"I shouldn't be surprised," was the universal conclusion, "if we should hear of another tragedy by and by."

"In any case, Klara can't stay in the village," decided the bevy of young girls who talked the matter over among themselves, and were none too sorry that the smart, handsome Jewess—who had such a way with the men—should be comfortably out of the way.

But everyone went to the Mass for the dead on the day following that which should have been such a merry wedding feast; and everyone joined in the Requiem and prayed fervently for the repose of the soul of the murdered man.

He lay in state in the centre of the aisle, with four tall candles at each corner of the draped catafalque; a few bunches of white and purple asters clumsily tied together by inexperienced hands were laid upon the coffin.

Pater Bonifácius preached a beautiful sermon about the swift and unexpected approach of Death when he is least expected. He also said some very nice things about the dead man, and there was hardly a dry eye in the church while he spoke.

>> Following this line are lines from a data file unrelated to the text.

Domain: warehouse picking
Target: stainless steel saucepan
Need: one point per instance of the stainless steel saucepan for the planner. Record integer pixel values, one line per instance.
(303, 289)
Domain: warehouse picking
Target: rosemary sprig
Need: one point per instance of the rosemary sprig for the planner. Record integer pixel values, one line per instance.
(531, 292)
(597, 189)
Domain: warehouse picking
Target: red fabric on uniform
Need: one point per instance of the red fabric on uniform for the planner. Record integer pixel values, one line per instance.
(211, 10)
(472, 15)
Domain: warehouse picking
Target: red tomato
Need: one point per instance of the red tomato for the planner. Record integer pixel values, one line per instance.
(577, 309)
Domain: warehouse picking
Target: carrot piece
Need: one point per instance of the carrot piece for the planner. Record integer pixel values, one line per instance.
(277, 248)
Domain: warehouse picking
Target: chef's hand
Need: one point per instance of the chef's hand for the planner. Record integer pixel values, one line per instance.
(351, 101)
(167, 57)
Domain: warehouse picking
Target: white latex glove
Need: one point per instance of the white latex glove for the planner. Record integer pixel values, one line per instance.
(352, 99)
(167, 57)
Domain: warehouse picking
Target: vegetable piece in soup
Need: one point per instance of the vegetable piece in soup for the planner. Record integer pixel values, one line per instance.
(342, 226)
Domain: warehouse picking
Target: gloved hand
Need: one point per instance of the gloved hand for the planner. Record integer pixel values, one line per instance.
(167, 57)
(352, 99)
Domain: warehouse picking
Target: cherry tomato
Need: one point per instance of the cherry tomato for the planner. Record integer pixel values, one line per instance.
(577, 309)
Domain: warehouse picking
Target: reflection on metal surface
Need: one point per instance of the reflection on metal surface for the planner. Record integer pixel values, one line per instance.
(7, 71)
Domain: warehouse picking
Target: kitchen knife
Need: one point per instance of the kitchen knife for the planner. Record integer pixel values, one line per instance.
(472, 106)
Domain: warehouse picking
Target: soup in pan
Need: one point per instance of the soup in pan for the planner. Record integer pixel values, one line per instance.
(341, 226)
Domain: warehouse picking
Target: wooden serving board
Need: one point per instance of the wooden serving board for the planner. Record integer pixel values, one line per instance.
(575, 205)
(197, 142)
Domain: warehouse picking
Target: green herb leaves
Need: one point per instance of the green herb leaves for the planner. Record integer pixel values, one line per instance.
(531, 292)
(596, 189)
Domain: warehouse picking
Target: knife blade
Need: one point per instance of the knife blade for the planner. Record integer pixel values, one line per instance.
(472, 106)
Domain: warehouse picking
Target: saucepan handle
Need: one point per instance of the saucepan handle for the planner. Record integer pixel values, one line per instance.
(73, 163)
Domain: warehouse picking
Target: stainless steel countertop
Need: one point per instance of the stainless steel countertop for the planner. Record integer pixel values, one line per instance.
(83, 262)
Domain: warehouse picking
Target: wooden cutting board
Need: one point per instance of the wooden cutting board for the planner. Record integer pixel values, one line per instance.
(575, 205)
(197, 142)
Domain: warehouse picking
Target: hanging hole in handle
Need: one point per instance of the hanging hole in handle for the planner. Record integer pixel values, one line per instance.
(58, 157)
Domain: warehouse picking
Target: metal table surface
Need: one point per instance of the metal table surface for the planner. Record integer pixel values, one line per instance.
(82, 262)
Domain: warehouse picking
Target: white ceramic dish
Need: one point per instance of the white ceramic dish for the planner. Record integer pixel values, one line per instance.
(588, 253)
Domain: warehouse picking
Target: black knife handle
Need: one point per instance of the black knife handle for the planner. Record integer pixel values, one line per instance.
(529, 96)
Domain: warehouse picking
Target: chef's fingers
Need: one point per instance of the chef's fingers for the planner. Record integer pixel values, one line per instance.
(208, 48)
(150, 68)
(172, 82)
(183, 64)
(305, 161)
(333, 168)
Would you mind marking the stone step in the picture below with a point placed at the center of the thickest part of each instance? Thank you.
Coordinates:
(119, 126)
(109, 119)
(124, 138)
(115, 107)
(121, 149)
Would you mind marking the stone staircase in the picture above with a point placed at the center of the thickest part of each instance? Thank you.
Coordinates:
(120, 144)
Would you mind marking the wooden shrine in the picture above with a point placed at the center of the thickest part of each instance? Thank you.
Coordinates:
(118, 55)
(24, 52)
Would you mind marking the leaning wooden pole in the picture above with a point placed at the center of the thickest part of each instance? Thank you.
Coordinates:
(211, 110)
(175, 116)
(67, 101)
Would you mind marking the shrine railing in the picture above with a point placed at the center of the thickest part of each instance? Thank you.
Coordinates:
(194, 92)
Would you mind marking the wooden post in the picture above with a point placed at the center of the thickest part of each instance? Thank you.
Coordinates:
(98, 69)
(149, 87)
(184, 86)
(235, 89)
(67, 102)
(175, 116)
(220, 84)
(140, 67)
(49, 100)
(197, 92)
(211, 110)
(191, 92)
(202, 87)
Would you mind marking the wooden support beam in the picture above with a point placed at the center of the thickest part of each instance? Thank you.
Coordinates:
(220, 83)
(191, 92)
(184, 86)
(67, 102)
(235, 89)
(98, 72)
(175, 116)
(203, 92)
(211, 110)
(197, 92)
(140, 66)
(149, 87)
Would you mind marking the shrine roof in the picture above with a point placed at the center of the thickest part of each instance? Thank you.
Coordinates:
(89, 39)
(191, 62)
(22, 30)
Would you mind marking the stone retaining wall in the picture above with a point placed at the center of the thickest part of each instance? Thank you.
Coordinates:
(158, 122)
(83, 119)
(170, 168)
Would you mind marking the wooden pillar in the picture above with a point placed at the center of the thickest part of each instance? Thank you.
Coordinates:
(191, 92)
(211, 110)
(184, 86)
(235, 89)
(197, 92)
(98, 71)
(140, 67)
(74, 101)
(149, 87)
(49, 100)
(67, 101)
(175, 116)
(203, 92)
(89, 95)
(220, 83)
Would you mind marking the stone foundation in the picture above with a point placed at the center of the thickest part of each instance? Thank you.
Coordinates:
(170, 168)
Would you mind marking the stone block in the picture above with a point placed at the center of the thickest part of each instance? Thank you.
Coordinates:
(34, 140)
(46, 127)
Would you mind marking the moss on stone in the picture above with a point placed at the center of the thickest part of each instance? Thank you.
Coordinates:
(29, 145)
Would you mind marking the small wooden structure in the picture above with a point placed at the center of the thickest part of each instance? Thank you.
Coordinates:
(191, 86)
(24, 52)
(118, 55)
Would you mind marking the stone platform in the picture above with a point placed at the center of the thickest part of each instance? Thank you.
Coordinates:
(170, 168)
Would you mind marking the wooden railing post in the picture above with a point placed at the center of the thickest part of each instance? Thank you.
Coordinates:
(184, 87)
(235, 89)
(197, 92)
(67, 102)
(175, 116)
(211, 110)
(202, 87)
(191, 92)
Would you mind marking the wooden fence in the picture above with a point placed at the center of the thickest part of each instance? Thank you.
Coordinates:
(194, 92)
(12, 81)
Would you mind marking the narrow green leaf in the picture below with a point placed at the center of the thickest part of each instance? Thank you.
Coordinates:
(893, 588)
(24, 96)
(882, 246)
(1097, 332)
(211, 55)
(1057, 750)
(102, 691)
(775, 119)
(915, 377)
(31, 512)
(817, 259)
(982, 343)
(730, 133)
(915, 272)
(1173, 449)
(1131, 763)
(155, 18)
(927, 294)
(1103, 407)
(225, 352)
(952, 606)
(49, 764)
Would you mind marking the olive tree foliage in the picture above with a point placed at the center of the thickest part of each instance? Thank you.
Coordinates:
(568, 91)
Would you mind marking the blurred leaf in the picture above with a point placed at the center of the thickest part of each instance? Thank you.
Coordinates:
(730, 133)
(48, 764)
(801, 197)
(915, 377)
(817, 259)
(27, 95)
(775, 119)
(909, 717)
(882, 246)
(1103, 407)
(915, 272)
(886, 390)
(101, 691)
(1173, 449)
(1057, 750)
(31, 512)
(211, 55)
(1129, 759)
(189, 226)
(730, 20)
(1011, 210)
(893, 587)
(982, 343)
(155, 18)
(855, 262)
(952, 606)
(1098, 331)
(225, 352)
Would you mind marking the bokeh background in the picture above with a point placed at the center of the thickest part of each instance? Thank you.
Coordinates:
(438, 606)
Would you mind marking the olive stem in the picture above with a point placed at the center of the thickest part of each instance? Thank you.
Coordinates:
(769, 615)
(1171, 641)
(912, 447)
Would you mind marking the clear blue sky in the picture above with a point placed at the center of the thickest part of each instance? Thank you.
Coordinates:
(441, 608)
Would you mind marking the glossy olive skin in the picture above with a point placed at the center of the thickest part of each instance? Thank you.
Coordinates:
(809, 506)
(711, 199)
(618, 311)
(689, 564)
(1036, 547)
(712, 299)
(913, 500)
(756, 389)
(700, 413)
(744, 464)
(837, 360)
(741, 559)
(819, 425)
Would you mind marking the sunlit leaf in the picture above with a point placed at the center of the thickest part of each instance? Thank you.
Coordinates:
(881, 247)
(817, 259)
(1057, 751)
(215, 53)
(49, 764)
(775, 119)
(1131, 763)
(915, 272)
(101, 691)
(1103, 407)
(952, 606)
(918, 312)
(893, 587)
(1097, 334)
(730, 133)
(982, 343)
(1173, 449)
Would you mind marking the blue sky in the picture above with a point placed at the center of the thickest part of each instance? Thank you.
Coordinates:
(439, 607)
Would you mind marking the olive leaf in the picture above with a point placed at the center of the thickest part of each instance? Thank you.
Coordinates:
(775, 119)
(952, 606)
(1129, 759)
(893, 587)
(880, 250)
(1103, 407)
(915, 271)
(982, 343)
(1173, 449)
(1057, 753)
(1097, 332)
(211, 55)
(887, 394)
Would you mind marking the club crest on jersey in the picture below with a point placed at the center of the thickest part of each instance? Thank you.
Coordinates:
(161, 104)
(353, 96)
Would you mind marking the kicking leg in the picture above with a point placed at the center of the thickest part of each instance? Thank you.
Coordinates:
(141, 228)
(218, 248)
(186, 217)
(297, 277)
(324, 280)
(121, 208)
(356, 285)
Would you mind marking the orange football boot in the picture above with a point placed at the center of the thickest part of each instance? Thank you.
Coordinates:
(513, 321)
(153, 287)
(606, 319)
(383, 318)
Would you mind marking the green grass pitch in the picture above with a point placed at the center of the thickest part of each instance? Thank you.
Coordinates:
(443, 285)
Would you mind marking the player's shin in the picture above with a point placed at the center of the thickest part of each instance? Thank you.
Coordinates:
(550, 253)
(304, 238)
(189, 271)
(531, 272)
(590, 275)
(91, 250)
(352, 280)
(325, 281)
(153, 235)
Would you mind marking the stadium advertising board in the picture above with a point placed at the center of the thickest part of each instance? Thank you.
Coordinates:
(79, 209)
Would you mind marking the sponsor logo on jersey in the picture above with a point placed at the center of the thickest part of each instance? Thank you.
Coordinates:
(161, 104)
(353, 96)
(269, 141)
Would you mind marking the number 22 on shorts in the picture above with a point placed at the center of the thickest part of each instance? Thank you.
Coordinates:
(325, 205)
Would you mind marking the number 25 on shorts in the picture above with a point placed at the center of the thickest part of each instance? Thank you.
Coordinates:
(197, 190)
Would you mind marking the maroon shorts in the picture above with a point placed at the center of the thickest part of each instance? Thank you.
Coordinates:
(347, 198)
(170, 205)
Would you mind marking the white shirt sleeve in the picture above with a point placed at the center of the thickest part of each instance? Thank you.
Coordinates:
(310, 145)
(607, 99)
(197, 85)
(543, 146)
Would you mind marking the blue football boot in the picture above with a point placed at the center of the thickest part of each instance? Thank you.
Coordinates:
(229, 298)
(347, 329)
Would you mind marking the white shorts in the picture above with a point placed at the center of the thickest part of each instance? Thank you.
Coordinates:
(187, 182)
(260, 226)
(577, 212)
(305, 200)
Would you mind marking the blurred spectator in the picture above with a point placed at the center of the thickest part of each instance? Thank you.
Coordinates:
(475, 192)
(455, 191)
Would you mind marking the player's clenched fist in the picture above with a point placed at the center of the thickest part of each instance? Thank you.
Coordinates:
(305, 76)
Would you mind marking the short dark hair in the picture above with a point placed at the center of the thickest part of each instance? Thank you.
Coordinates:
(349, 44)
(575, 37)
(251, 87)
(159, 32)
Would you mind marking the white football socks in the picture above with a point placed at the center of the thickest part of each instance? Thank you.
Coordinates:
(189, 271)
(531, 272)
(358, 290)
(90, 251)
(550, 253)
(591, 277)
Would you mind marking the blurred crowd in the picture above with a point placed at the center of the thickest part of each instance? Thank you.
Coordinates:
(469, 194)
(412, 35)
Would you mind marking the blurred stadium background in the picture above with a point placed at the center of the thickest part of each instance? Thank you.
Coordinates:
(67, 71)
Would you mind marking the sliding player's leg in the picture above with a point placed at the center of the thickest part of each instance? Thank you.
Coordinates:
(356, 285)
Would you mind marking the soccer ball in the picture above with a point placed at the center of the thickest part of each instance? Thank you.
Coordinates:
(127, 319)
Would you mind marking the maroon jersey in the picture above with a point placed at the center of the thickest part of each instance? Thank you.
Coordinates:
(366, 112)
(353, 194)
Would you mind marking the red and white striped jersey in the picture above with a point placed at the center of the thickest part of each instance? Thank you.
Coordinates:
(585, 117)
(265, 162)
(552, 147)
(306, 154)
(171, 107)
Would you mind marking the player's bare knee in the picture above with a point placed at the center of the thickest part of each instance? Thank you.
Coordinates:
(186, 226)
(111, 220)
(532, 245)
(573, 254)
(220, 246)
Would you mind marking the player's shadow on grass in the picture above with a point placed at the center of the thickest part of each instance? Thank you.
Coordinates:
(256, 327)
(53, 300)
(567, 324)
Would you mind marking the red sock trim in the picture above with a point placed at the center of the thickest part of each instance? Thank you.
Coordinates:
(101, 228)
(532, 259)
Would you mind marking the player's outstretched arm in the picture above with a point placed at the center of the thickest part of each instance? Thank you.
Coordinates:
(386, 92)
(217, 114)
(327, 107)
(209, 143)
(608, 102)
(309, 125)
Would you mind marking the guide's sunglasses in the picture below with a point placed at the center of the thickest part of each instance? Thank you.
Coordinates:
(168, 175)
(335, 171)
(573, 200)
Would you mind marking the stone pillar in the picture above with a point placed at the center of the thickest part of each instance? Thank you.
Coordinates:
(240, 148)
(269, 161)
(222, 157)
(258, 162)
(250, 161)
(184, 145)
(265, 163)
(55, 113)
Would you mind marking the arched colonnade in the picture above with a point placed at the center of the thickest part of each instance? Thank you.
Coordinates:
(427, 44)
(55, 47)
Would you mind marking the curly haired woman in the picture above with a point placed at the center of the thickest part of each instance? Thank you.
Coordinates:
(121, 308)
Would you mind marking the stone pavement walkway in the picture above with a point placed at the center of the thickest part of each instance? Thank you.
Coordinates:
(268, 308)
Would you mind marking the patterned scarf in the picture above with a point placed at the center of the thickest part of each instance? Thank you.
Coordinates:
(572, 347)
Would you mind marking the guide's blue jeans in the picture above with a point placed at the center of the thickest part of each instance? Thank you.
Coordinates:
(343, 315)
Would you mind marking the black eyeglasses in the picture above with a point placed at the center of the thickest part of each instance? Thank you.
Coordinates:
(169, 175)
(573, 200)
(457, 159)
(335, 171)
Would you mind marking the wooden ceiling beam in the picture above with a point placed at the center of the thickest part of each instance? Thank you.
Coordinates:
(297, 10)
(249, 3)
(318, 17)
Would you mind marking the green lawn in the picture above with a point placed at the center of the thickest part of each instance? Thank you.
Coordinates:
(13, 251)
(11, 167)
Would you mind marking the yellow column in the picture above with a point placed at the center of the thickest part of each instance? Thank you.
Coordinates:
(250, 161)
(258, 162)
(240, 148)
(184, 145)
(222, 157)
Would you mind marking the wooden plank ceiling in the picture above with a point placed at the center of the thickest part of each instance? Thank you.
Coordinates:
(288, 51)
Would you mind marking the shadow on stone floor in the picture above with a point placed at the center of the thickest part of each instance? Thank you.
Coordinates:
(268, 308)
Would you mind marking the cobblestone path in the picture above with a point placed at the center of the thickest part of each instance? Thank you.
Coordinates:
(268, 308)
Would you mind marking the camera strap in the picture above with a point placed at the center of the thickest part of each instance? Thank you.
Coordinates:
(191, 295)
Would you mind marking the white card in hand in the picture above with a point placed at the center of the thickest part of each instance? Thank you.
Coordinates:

In the remote corner of a pew, squeezed between a pillar and her mother, Elsa knelt and prayed. Those who watched her—and there were many—declared that not only did she never stop crying for a moment during Mass, but that her eyes were swollen and her cheeks puffy from having cried all the night and all the day before.

After Mass she must have slipped out by the little door which gave on the presbytery garden. It was quite close to the pillar against which she had been leaning, and no doubt the Pater had given her permission to go out that way. From the presbytery garden she could skirt the fields and round the top of the village, and thus get home and give all her friends the slip.

This, no doubt, she had done, for no one saw her the whole of that day, nor the next, which was the day of the funeral, and an occasion of wonderful pomp and ceremony. Béla's brother had arrived in the meanwhile from Arad, where he was the manager of an important grain store, and he it was who gave all directions and all the money necessary that his brother should have obsequies befitting his rank and wealth.

The church was beautifully decorated: there were huge bunches of white flowers upon the altar, and eight village lads carried the dead man to his last resting-place; and no less than thirty Masses were ordered to be said within the next year for the repose of the soul of one who in life had enjoyed so much prosperity and consideration.

And in the tiny graveyard situated among the maize-fields to the north of Marosfalva, and which is the local Jewish burial ground, the suicide was quietly laid to rest. There was no religious service, for there was no minister of his religion present; an undertaker came down from Arad and saw to it all; there was no concourse of people, no singing, no flowers. Ignácz Goldstein—home the day before from Kecskemét—alone followed the plain deal coffin on its lonely journey from the village to the field.